Exhibitions Dunedin

JOHN CASELBERG

Dunedin and Photography: Peter Peryer, Laurence Aberhart, Gary Blackman

Several important photographic events took place in Dunedin this winter. The first was a comprehensive exhibition in the Otago Museum foyer, Dunedin and Photography, assembled by Mr Hardwicke Knight. It consisted of more than one thousand items, carefully organised to present the history of photography here. Exhibits of cameras and other equipment showed technical progress since the eighteen-fifties. Many outstanding photographers were represented by short biographies and samples of their work. These included the prolific and often intrepid colonists Melhuish, Mundy and the Burton brothers; the devoted portraitist Cecil Patillo; and the later 'art photographer' Hans Fels. Technical achievement was emphasised by Michael de Hamel's enlargement of early photographs.

Like other art forms, photography can be used as a means whereby man not only records details of his surroundings but also attempts to understand and subdue a strange environment. In the photograph time is arrested, turbulence stilled, and spatial vastness reduced to an easily comprehended scale. The unknown can be given identity, and human awareness may be extended.

GARY BLACKMAN
Rodney Kennedy, 1975
black-and-white photgraph

This exhibition showed particularly that very many early New Zealanders worked long hours in difficult conditions pursuing these goals, leaving valuable records of the changes taking place about them, and depicting a new landscape to their countrymen - as well as to tourists and those left at 'home' in Europe. Mr Hardwicke Knight has noted: 'The history of photography in New Zealand is unique because the period of pioneer colonisation closely coincided with the invention and development of photography.' (Photography in New Zealand, Dunedin, 1971, p.9)

The stillness of the photograph perhaps makes the irreversible procession of history seem more obvious and more poignant. The work on view here revealed the difficulty of building adequately and aesthetically on an inhospitable shore; the exhilaration (and the savagery) of coal-driven trains swooping into a hinterland previously aloof and majestic; and - in European and Maori portraiture - something of the beauty, humour and pathos of everyday life.

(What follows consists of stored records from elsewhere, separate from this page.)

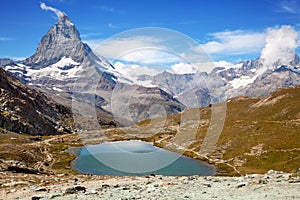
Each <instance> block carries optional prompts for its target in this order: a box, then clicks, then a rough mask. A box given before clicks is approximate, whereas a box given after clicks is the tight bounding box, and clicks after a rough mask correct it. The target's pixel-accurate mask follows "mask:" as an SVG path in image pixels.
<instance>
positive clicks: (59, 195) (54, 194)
mask: <svg viewBox="0 0 300 200" xmlns="http://www.w3.org/2000/svg"><path fill="white" fill-rule="evenodd" d="M56 197H61V194H53V195H52V196H51V197H50V199H54V198H56Z"/></svg>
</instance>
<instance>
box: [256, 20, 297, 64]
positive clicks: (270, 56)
mask: <svg viewBox="0 0 300 200" xmlns="http://www.w3.org/2000/svg"><path fill="white" fill-rule="evenodd" d="M297 38H298V33H297V32H296V31H295V29H294V28H293V27H292V26H286V25H284V26H281V27H279V28H269V29H267V33H266V37H265V40H266V45H265V47H264V49H263V50H262V52H261V58H262V60H263V62H264V64H265V65H266V66H267V67H271V65H273V64H274V63H275V62H277V61H280V62H281V63H282V64H288V63H289V62H290V61H291V60H292V59H293V58H294V54H295V49H296V48H297V47H298V45H297Z"/></svg>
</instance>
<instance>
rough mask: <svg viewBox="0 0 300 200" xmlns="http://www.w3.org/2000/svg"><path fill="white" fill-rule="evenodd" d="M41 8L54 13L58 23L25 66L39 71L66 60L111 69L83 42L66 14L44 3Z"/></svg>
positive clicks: (43, 3)
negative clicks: (48, 10) (100, 66)
mask: <svg viewBox="0 0 300 200" xmlns="http://www.w3.org/2000/svg"><path fill="white" fill-rule="evenodd" d="M41 8H42V9H43V10H50V11H52V12H54V13H55V14H56V15H57V17H58V22H57V23H56V24H54V25H53V26H52V27H51V28H50V30H49V31H48V32H47V34H46V35H44V36H43V38H42V39H41V41H40V43H39V45H38V48H37V50H36V52H35V54H34V55H32V56H31V57H29V58H27V59H26V60H24V61H23V64H25V65H27V66H31V67H32V68H35V69H39V68H44V67H48V66H52V65H53V64H55V63H57V62H59V61H61V60H62V59H64V58H66V59H71V60H72V61H74V62H76V63H78V64H81V65H90V64H97V63H101V64H103V65H106V66H107V67H111V65H110V64H109V63H108V62H107V61H105V60H104V59H102V58H99V57H97V56H96V55H95V54H94V53H93V52H92V50H91V48H90V47H89V46H88V45H87V44H85V43H83V42H82V41H81V38H80V34H79V32H78V30H77V29H76V26H75V25H74V24H73V23H72V22H71V20H70V19H69V17H68V16H67V15H66V13H64V12H62V11H60V10H58V9H56V8H53V7H50V6H47V5H46V4H44V3H41Z"/></svg>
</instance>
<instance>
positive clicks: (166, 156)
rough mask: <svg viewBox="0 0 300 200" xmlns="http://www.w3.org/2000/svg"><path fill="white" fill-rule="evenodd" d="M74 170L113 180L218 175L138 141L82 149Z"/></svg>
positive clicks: (191, 160) (88, 147) (129, 141)
mask: <svg viewBox="0 0 300 200" xmlns="http://www.w3.org/2000/svg"><path fill="white" fill-rule="evenodd" d="M73 168H74V169H75V170H76V171H77V172H79V173H84V174H101V175H112V176H143V175H149V174H160V175H166V176H188V175H200V176H210V175H214V174H215V173H216V170H215V168H214V167H213V166H211V165H208V164H207V163H205V162H201V161H198V160H195V159H191V158H188V157H186V156H182V155H180V154H177V153H174V152H170V151H167V150H164V149H161V148H158V147H155V146H153V145H152V143H148V142H142V141H136V140H133V141H120V142H107V143H103V144H98V145H90V146H85V147H83V148H81V149H80V151H79V153H78V155H77V159H76V160H75V161H74V163H73Z"/></svg>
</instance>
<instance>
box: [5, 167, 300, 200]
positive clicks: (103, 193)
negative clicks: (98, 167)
mask: <svg viewBox="0 0 300 200" xmlns="http://www.w3.org/2000/svg"><path fill="white" fill-rule="evenodd" d="M0 195H1V197H0V199H1V198H2V199H57V200H59V199H112V200H125V199H128V200H129V199H155V200H156V199H172V200H173V199H210V200H211V199H230V200H232V199H243V200H247V199H272V200H274V199H275V200H276V199H280V200H281V199H300V177H299V176H298V177H291V175H290V174H286V173H281V172H276V171H270V172H269V173H268V174H264V175H247V176H244V177H216V176H212V177H199V176H190V177H166V176H146V177H114V178H109V179H105V180H91V181H86V180H84V181H81V180H77V179H75V180H72V181H70V182H69V183H64V184H56V185H50V186H45V187H39V186H35V185H33V186H31V187H30V188H20V189H18V190H16V191H13V192H10V193H6V194H0Z"/></svg>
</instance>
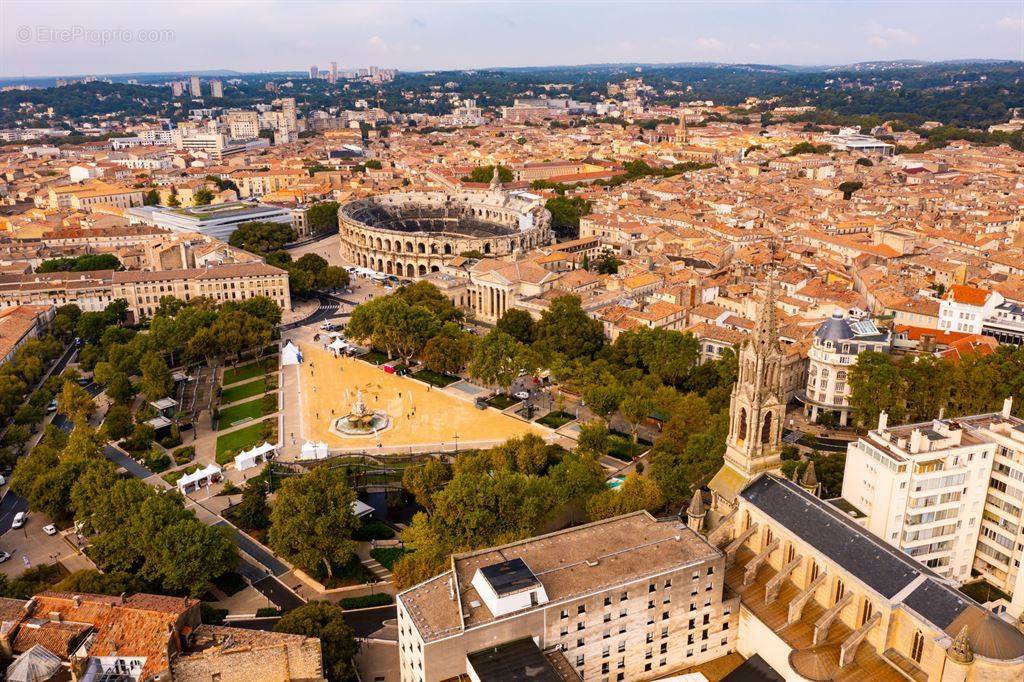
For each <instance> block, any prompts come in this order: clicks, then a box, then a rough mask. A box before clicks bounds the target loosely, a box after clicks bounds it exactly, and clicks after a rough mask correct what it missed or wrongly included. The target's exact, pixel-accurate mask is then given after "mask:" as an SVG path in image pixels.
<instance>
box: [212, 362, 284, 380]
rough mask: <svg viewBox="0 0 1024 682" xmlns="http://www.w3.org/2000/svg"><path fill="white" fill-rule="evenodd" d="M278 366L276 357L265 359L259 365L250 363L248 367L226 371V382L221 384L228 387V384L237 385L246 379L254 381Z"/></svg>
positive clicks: (257, 364) (231, 368) (230, 368)
mask: <svg viewBox="0 0 1024 682" xmlns="http://www.w3.org/2000/svg"><path fill="white" fill-rule="evenodd" d="M276 366H278V358H276V357H264V358H263V359H262V360H260V361H259V363H249V364H248V365H242V366H239V367H236V368H228V369H226V370H224V380H223V382H221V383H222V384H223V385H224V386H227V385H228V384H237V383H239V382H240V381H245V380H246V379H253V378H255V377H259V376H261V375H264V374H266V373H267V372H271V371H273V369H274V368H275V367H276Z"/></svg>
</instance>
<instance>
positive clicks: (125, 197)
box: [45, 182, 142, 211]
mask: <svg viewBox="0 0 1024 682" xmlns="http://www.w3.org/2000/svg"><path fill="white" fill-rule="evenodd" d="M97 205H105V206H116V207H118V208H131V207H132V206H141V205H142V190H141V189H139V188H137V187H128V186H125V185H123V184H110V183H106V182H88V183H86V184H72V185H62V186H59V187H50V189H49V193H48V194H47V197H46V202H45V206H46V208H51V209H73V210H76V211H81V210H86V209H90V208H92V207H93V206H97Z"/></svg>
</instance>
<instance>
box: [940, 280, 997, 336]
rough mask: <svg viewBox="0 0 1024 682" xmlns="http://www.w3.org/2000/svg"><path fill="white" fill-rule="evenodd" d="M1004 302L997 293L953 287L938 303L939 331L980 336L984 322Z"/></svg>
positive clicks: (956, 286) (959, 287)
mask: <svg viewBox="0 0 1024 682" xmlns="http://www.w3.org/2000/svg"><path fill="white" fill-rule="evenodd" d="M1004 300H1005V299H1004V298H1002V296H1001V295H999V293H998V292H994V291H985V290H984V289H977V288H975V287H968V286H967V285H953V286H952V287H950V288H949V291H948V292H946V295H945V296H943V297H942V300H941V301H940V302H939V329H940V330H942V331H943V332H962V333H964V334H981V330H982V326H983V325H984V323H985V321H986V319H987V318H988V317H990V316H991V315H993V314H994V313H995V309H996V308H997V307H998V306H999V304H1001V303H1002V302H1004Z"/></svg>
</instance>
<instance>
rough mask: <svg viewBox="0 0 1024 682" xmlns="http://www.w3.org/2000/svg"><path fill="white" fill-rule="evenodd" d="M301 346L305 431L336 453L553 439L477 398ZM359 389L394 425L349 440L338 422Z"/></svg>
mask: <svg viewBox="0 0 1024 682" xmlns="http://www.w3.org/2000/svg"><path fill="white" fill-rule="evenodd" d="M299 347H300V349H301V350H302V354H303V364H302V365H301V366H300V367H299V368H297V369H298V371H299V376H300V381H299V395H298V396H297V397H298V399H299V400H301V409H300V414H301V423H300V427H299V429H300V430H299V433H300V434H301V437H302V438H303V439H305V440H312V441H324V442H326V443H327V444H328V445H329V446H330V447H331V450H352V451H380V452H410V451H411V452H422V451H424V450H428V449H433V447H437V449H441V450H450V449H452V447H453V446H455V445H458V446H460V447H461V446H465V447H482V446H489V445H493V444H498V443H501V442H504V441H505V440H507V439H508V438H511V437H514V436H520V435H524V434H526V433H537V434H539V435H542V436H545V435H547V434H548V433H549V431H548V429H545V428H544V427H542V426H538V425H535V424H530V423H527V422H524V421H520V420H518V419H516V418H514V417H510V416H507V415H504V414H502V413H500V412H498V411H497V410H493V409H489V408H488V409H486V410H478V409H476V408H475V407H474V406H473V402H472V400H470V399H463V398H460V397H457V396H456V395H454V394H452V393H450V392H449V391H445V390H443V389H439V388H436V387H430V386H428V385H427V384H425V383H422V382H420V381H417V380H415V379H411V378H409V377H399V376H396V375H393V374H388V373H386V372H384V371H383V370H382V369H381V368H380V367H377V366H374V365H371V364H369V363H365V361H362V360H359V359H355V358H351V357H345V356H342V357H335V356H334V355H333V353H332V352H331V351H328V350H325V349H324V347H323V345H322V344H317V343H314V342H312V341H304V342H300V343H299ZM357 391H361V393H362V399H364V401H365V402H366V404H367V407H368V409H370V410H372V411H374V412H384V413H386V414H387V415H388V417H389V419H390V424H389V426H388V427H387V428H385V429H383V430H382V431H380V432H379V433H377V434H376V435H374V434H369V435H366V436H343V435H340V434H338V433H336V432H334V431H332V429H331V422H332V421H334V420H335V419H338V418H340V417H343V416H345V415H347V414H349V412H350V411H351V409H352V406H354V404H355V401H356V393H357ZM292 397H295V396H292Z"/></svg>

Early in July, a successful week-end seminar, The Photographic Experience, was conducted jointly by the University of Otago Extension Department and the Dunedin Photographic Society; and an exhibition shown at the Bosshard Galleries of photography by two tutors attending the seminar - Peter Peryer and Laurence Aberhart. With symbolic intention, the' former presented consciously-arranged figures in front of landscape; the letter, a series portraying aspects of local Masonic architecture.

GARY BLACKMAN
Six O'Clock Closing, Saturday, Dunedin

From late June until mid-July Gary Blackman held a retrospective exhibition of eighty photographs in the Museum foyer: the earliest dating from 1949. Gary Blackman continues the tradition so thoroughly documented by Hardwicke Knight. His work is direct yet restrained, concentrating sensitively on living and man-made forms in the environment. It expresses concern for the richly enduring rather than the spectacular or the arch. This concern appears in several delicately patterned tree studies; and, in human terms, in a group of portraits which includes the splendid profile Portrait of Rodney Kennedy. The same concern, lightened with humour, distinguishes a number of street scenes such as that of the Robert Burns Hotel (1952)and suburban and holiday groups. It is apparent, too, in architectural and landscape details: as in studies of contrasting walls, and in a Castle Hill series, where sunlit and shadowed patterns stress the lichen-warm persistence of alpine rock.